C. analyzing which port router should send data out of, and how many hops it will take to arrive at its destination
D. analyzing every possible path from one LAN to another and choosing the “lowest-cost” path
2. Distance-vector protocols choose routes by ____ ____.
A. analyzing which port router should send data out of, and how many hops it will take to arrive at its destination
B. analyzing every possible path from one LAN to another and choosing the “lowest-cost” path
C. querying a root server that stores optimum paths between networks
D. looking up the path in a manually maintained file known as a “routes file”
3. A(n) _______protocol is a routing protocol used by routers within private WANs.
A. interior gateway
B. exterior gateway
C. wide area routing
D. local area routing
4. ____ _____ is a proprietary Cisco routing protocol that allows up to 255 hops on CIDR networks.
A. Routing Information Protocol Version 2 (RIPv2)
B. Open Shortest Path First (OSPF)
C. Intermediate System–to–Intermediate System (IS-IS)
D. Enhanced Interior Gateway Routing Protocol (EIGRP)
5. ____ ____ is an exterior gateway protocol used to route data across the Internet.
A. Open Shortest Path First (OSPF)
B. Intermediate System–to–Intermediate System (IS-IS)
C. Border Gateway Protocol (BGP)
D. Routing Information Protocol Version 2 (RIPv2)
6. A Transport Layer protocol is connection oriented if it _______.
A. can only transport data to devices to which the sending device is directly connected
B. sends data only along certain manually configured connections
C. transports data only over wired physical media
D. verifies its connection to the remote host before sending any data
7. UDP is used for _______. Select all that apply.
A. exchange of small pieces of information, like DNS name retrieval
B. time-sensitive applications, such as live streaming audio or video
C. transporting web page content over the Internet
D. transporting data files over a network, using technologies such as FTP and FTPS
8. TCP transport should be used instead of UDP transport when _______.

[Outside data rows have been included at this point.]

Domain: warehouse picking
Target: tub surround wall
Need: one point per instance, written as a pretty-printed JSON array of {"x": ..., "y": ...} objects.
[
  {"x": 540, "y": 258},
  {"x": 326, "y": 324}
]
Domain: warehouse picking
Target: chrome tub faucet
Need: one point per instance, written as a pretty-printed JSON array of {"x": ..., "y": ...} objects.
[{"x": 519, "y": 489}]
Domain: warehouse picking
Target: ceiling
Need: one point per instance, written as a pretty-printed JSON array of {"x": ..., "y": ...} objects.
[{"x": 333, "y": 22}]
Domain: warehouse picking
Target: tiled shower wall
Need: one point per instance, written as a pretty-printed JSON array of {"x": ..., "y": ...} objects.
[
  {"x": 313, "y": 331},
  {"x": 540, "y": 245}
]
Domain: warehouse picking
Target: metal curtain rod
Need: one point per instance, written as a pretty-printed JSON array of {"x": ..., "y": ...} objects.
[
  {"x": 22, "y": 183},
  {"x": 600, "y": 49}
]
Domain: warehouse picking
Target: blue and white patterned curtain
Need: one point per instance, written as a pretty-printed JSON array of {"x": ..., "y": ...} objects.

A. speed and continuity of transmission are more important than guaranteed delivery or accuracy of data
B. data accessibility is more important than security of the data transmission
C. security of the data transmission is more important than data accessibility
D. guaranteed delivery and quality of the data is more important than the speed or continuity of the transmission
9. _______ Layer protocols are particularly important to streaming media and conferencing applications because they regulate sustained communication among devices.
A. Session
B. Application
C. Presentation
D. Network
10. In a TCP/IP network, the port number ____ ____.
A. indicates where to connect an input/output for a networked AV system
B. indicates the Application Layer protocol used to generate a data packet
C. provides guaranteed delivery of data to a remote host
D. cannot be assigned or reserved
11. Which of the following ports is used for HTTP traffic?
A. 23
B. 45
C. 80
D. 110
E. 161
Answers
1. D. Link-state protocols choose routes by analyzing every possible path from one LAN to another and choosing the “lowest-cost” path.
2. A. Distance-vector protocols choose routes by analyzing which port router should send data out of, and how many hops it will take to arrive at its destination.
3. A. An interior gateway protocol is a routing protocol used by routers within private WANs.
4. D. Enhanced Interior Gateway Routing Protocol (EIGRP) is a proprietary Cisco routing protocol that allows up to 255 hops on CIDR networks.
5. C. Border Gateway Protocol (BGP) is an exterior gateway protocol used to route data across the Internet.
6. D. A Transport Layer protocol is connection oriented if it verifies its connection to the remote host before sending any data.
7. B. UDP is used for time-sensitive applications, such as live streaming audio or video.
8. D. TCP transport should be used instead of UDP transport when guaranteed delivery and quality of the data is more important than the speed or continuity of the transmission.
9. A. Session Layer protocols are particularly important to streaming media and conferencing applications because they regulate sustained communication among devices.
10. B. In a TCP/IP network, the port number indicates the Application Layer protocol used to generate a data packet.
11. C. Port 80 is assigned to HTTP traffic.